Le président Richelme avait imposé la nomination de deux administrateurs judiciaires, l’un était marseillais – Emmanuel Douhaire, l’autre était parisien – Frédéric Abitbol. Le dossier était jusqu’alors traité par des conseils essentiellement parisiens alors que l’ancrage local marseillais était important du fait de la portée symbolique de la SNCM. Cette nomination, ainsi que le recours aux services de BBLMA, cabinet d’avocats marseillais, ont permis de rééquilibrer les rapports entre Paris et Marseille. D’une façon générale et avec l’aide du président Richelme, nous avons bien géré ce double équilibre délicat dans le dossier : les enjeux de Bruxelles et de l’Etat avec les enjeux locaux, les rôles des conseils parisiens et marseillais. Nos relations avec les deux administrateurs judiciaires étaient fluides à partir du moment où nous leur avons présenté notre plan Poséidon. Nous étions d’accord sur l’essentiel et nos échanges étaient constructifs pour sortir le dossier par le haut.
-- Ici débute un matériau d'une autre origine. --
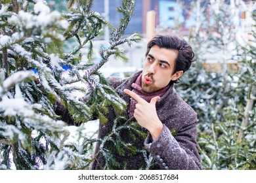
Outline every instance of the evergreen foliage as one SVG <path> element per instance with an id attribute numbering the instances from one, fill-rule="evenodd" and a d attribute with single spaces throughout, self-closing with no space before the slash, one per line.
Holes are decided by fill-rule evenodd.
<path id="1" fill-rule="evenodd" d="M 123 0 L 118 7 L 123 18 L 117 27 L 91 11 L 93 1 L 68 1 L 68 10 L 62 14 L 44 2 L 0 4 L 1 169 L 13 168 L 12 163 L 16 169 L 88 169 L 93 143 L 100 140 L 83 137 L 81 145 L 66 142 L 69 132 L 54 104 L 63 104 L 79 122 L 89 120 L 93 113 L 106 122 L 108 105 L 119 111 L 125 105 L 98 70 L 111 56 L 127 59 L 118 46 L 140 41 L 137 34 L 122 38 L 133 1 Z M 102 59 L 94 64 L 93 41 L 104 26 L 113 29 L 110 46 L 101 48 Z M 72 39 L 77 46 L 67 52 L 64 45 Z M 83 60 L 81 49 L 85 46 L 89 54 Z M 64 76 L 63 66 L 70 68 L 69 76 Z M 85 87 L 72 85 L 77 82 Z M 72 94 L 77 91 L 88 94 L 89 102 Z"/>
<path id="2" fill-rule="evenodd" d="M 235 10 L 227 10 L 230 6 L 219 5 L 218 14 L 209 15 L 217 24 L 209 25 L 212 27 L 207 27 L 207 31 L 202 24 L 192 30 L 190 42 L 197 61 L 175 86 L 198 113 L 204 169 L 256 169 L 255 32 L 251 33 L 251 39 L 243 46 L 230 39 L 230 34 L 236 30 L 230 25 L 234 16 L 230 12 Z M 253 19 L 256 20 L 255 14 Z M 213 38 L 216 31 L 220 36 Z M 200 36 L 203 34 L 207 36 Z M 210 45 L 203 46 L 205 42 Z M 239 69 L 235 72 L 226 68 L 228 56 L 232 56 L 226 52 L 228 42 L 238 45 L 234 53 L 240 56 L 236 60 Z M 211 46 L 223 51 L 222 71 L 207 70 L 202 66 L 203 53 L 208 52 L 205 48 Z"/>

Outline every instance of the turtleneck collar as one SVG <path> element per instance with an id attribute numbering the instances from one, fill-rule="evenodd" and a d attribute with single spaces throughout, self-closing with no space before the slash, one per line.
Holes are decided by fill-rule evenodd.
<path id="1" fill-rule="evenodd" d="M 131 84 L 131 89 L 133 92 L 137 93 L 139 96 L 146 101 L 148 103 L 150 102 L 151 99 L 154 97 L 160 96 L 161 97 L 170 88 L 170 86 L 167 85 L 165 88 L 160 89 L 160 90 L 156 91 L 155 92 L 147 93 L 142 90 L 141 86 L 142 74 L 140 74 L 138 76 L 138 78 L 135 80 L 135 82 Z M 129 118 L 131 118 L 133 115 L 134 110 L 135 110 L 135 105 L 137 103 L 137 102 L 135 99 L 131 98 L 130 107 L 128 113 Z"/>

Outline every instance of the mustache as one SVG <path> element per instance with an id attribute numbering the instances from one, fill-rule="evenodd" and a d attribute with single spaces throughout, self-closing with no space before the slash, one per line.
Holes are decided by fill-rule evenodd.
<path id="1" fill-rule="evenodd" d="M 146 78 L 146 77 L 148 77 L 151 79 L 152 81 L 154 81 L 152 74 L 147 73 L 144 76 L 144 78 Z"/>

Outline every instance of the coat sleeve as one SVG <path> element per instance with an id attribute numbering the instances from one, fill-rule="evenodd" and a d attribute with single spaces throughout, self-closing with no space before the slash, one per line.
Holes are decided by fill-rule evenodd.
<path id="1" fill-rule="evenodd" d="M 202 169 L 196 122 L 182 127 L 175 137 L 165 124 L 156 141 L 150 141 L 150 136 L 146 139 L 144 145 L 161 169 Z"/>

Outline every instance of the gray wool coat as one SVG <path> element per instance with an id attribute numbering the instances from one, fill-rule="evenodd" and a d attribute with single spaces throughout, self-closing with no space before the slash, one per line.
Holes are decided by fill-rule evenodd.
<path id="1" fill-rule="evenodd" d="M 123 80 L 117 77 L 111 77 L 108 79 L 110 84 L 128 104 L 127 109 L 122 114 L 123 116 L 128 116 L 130 97 L 123 91 L 125 88 L 131 90 L 131 84 L 140 73 L 141 71 L 139 71 Z M 146 139 L 139 138 L 133 142 L 133 145 L 137 149 L 146 148 L 147 154 L 143 153 L 145 150 L 135 154 L 127 152 L 125 156 L 119 156 L 114 152 L 116 161 L 120 162 L 120 167 L 117 166 L 115 169 L 123 169 L 121 165 L 124 163 L 126 165 L 126 169 L 202 169 L 198 152 L 198 144 L 196 141 L 198 121 L 196 113 L 179 96 L 173 89 L 173 86 L 170 87 L 156 103 L 156 107 L 158 117 L 163 124 L 163 129 L 159 138 L 153 141 L 148 133 Z M 61 112 L 59 111 L 58 113 L 60 114 Z M 62 112 L 62 114 L 64 115 L 62 118 L 65 118 L 65 116 L 70 118 L 65 112 Z M 113 108 L 109 108 L 109 112 L 106 115 L 108 122 L 99 125 L 98 138 L 103 138 L 112 131 L 113 122 L 119 115 L 120 114 Z M 67 121 L 66 120 L 64 121 Z M 133 116 L 127 121 L 121 123 L 127 124 L 133 121 L 136 121 Z M 140 130 L 147 132 L 142 127 L 140 127 Z M 175 133 L 172 135 L 171 131 Z M 121 135 L 127 142 L 133 141 L 128 131 L 123 131 Z M 96 145 L 95 154 L 97 154 L 99 146 L 99 143 Z M 111 149 L 112 144 L 106 143 L 104 148 Z M 152 161 L 150 165 L 149 161 Z M 104 165 L 104 159 L 100 153 L 95 157 L 90 169 L 102 169 Z"/>

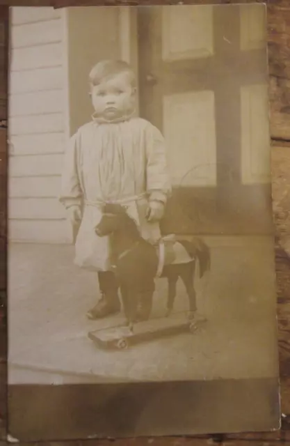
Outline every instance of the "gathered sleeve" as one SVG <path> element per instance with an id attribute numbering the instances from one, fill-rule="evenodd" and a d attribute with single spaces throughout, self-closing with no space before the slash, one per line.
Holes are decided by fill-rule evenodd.
<path id="1" fill-rule="evenodd" d="M 150 124 L 146 129 L 147 191 L 150 199 L 166 202 L 171 193 L 164 137 Z"/>
<path id="2" fill-rule="evenodd" d="M 65 150 L 61 176 L 59 201 L 67 208 L 71 206 L 81 206 L 82 191 L 79 175 L 78 134 L 70 139 Z"/>

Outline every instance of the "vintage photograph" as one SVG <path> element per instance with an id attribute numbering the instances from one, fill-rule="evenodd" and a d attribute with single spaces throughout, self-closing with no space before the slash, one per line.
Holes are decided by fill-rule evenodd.
<path id="1" fill-rule="evenodd" d="M 277 382 L 265 6 L 13 7 L 9 63 L 10 385 Z"/>

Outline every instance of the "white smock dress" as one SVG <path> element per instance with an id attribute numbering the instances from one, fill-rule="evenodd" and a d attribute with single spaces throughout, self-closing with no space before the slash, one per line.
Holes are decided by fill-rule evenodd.
<path id="1" fill-rule="evenodd" d="M 164 202 L 170 191 L 163 137 L 150 122 L 130 118 L 114 123 L 93 119 L 81 127 L 67 148 L 60 201 L 77 205 L 82 220 L 75 240 L 79 266 L 109 270 L 110 240 L 95 228 L 106 202 L 120 203 L 152 243 L 160 238 L 158 222 L 148 222 L 149 199 Z"/>

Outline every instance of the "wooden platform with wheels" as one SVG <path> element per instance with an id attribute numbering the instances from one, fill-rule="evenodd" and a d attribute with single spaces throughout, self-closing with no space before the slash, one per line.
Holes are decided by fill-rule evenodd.
<path id="1" fill-rule="evenodd" d="M 206 321 L 203 317 L 188 319 L 185 315 L 156 318 L 135 324 L 133 332 L 128 327 L 111 327 L 88 333 L 88 337 L 99 348 L 122 350 L 129 346 L 181 333 L 194 333 Z"/>

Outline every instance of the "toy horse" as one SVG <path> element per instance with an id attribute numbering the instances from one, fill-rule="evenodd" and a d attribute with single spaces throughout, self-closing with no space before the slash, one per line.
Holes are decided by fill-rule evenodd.
<path id="1" fill-rule="evenodd" d="M 177 240 L 175 236 L 169 236 L 154 245 L 140 236 L 125 207 L 111 203 L 104 205 L 95 232 L 101 237 L 111 237 L 112 263 L 129 326 L 149 318 L 157 277 L 168 279 L 167 316 L 173 308 L 179 277 L 186 289 L 190 314 L 194 314 L 197 309 L 193 286 L 195 259 L 200 263 L 200 277 L 210 268 L 210 252 L 202 240 Z"/>

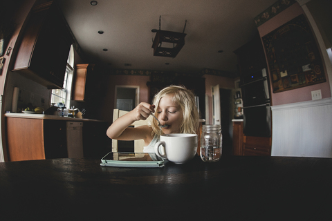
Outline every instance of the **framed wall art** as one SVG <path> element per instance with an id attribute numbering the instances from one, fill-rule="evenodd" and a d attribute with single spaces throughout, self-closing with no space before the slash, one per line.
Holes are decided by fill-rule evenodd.
<path id="1" fill-rule="evenodd" d="M 320 52 L 301 15 L 262 37 L 273 93 L 325 82 Z"/>

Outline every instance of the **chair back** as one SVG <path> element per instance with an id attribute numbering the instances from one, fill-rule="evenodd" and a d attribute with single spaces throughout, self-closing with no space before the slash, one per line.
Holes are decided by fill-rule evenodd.
<path id="1" fill-rule="evenodd" d="M 122 110 L 119 109 L 114 109 L 113 112 L 113 122 L 121 116 L 124 115 L 129 111 Z M 139 120 L 133 122 L 133 124 L 130 126 L 133 126 L 134 127 L 140 126 L 142 125 L 147 125 L 147 121 L 146 120 Z M 134 141 L 134 152 L 135 153 L 142 153 L 144 148 L 144 140 L 137 140 Z M 112 152 L 118 152 L 118 140 L 112 139 Z"/>

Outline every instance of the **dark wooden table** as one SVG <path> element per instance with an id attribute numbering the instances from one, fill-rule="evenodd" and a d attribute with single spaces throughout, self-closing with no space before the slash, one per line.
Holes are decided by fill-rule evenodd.
<path id="1" fill-rule="evenodd" d="M 195 157 L 162 169 L 100 162 L 0 163 L 0 220 L 332 220 L 332 159 Z"/>

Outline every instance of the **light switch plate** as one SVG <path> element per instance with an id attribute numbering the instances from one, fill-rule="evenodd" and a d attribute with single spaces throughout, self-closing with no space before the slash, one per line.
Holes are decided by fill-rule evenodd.
<path id="1" fill-rule="evenodd" d="M 311 91 L 311 98 L 313 100 L 322 99 L 322 91 L 320 89 Z"/>

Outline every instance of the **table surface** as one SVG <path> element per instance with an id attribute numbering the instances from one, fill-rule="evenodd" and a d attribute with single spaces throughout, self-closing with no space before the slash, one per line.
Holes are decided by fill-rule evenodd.
<path id="1" fill-rule="evenodd" d="M 160 169 L 100 163 L 95 159 L 0 163 L 0 220 L 332 216 L 329 158 L 230 156 L 206 163 L 196 156 Z"/>

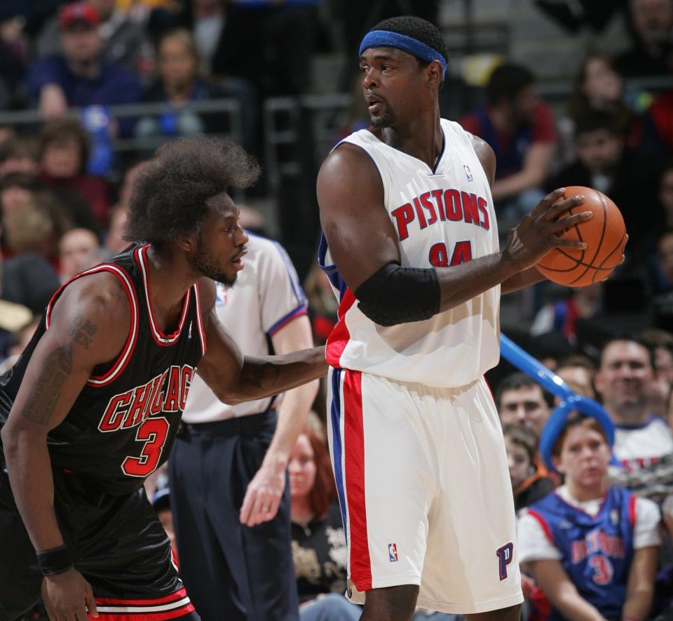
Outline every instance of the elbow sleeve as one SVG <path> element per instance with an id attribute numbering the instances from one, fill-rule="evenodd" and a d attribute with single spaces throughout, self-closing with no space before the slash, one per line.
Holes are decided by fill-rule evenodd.
<path id="1" fill-rule="evenodd" d="M 440 283 L 434 269 L 388 263 L 355 291 L 360 309 L 380 326 L 429 319 L 440 312 Z"/>

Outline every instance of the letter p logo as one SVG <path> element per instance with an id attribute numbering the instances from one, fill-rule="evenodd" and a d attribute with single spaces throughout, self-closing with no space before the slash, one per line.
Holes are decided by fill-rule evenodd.
<path id="1" fill-rule="evenodd" d="M 502 547 L 496 550 L 498 557 L 498 566 L 500 570 L 500 579 L 504 580 L 507 577 L 507 566 L 512 562 L 514 558 L 514 544 L 512 542 L 505 544 Z"/>

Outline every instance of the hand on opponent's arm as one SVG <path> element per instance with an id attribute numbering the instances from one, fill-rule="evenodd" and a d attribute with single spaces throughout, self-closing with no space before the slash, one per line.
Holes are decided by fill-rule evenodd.
<path id="1" fill-rule="evenodd" d="M 233 405 L 271 396 L 327 372 L 325 347 L 283 356 L 243 356 L 217 319 L 212 281 L 202 279 L 199 291 L 208 349 L 198 363 L 198 374 L 220 401 Z"/>
<path id="2" fill-rule="evenodd" d="M 43 599 L 51 618 L 85 619 L 85 607 L 93 614 L 95 602 L 88 583 L 72 564 L 68 568 L 47 434 L 66 418 L 94 367 L 118 355 L 129 317 L 125 293 L 114 276 L 95 274 L 69 286 L 54 306 L 2 429 L 12 491 L 40 553 Z"/>

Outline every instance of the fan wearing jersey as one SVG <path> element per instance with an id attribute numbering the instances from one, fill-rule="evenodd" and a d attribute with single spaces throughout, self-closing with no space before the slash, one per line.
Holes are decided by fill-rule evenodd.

Frédéric Abitbol avait plus vocation à intervenir sur la stratégie de redressement de la société et le social avec les syndicats, tandis qu’Emmanuel Douhaire m’assistait dans la gestion quotidienne de l’entreprise.
C’est finalement Patrick Rocca qui a été choisi par le tribunal comme repreneur en novembre 2015. Mais l’aventure a été de courte durée…
La reprise a été effective le 5 janvier 2016. Patrick Rocca avait en grande partie calqué son offre sur notre projet Poséidon. Il reprenait également le management et conférait 25 % du capital de la nouvelle société au management et aussi aux salariés. Mais cinq mois après, la SNCM – devenue entre-temps MCM – a été de nouveau été cédée à un consortium d’entrepreneurs corses. Le management qui avait participé à l’aventure du redressement a alors été remplacé par les nouveaux actionnaires. La transition s’est faite de façon correcte, car tout le monde souhaitait que ce dossier s’apaise… Et la société s’appelle désormais Corsica Linea.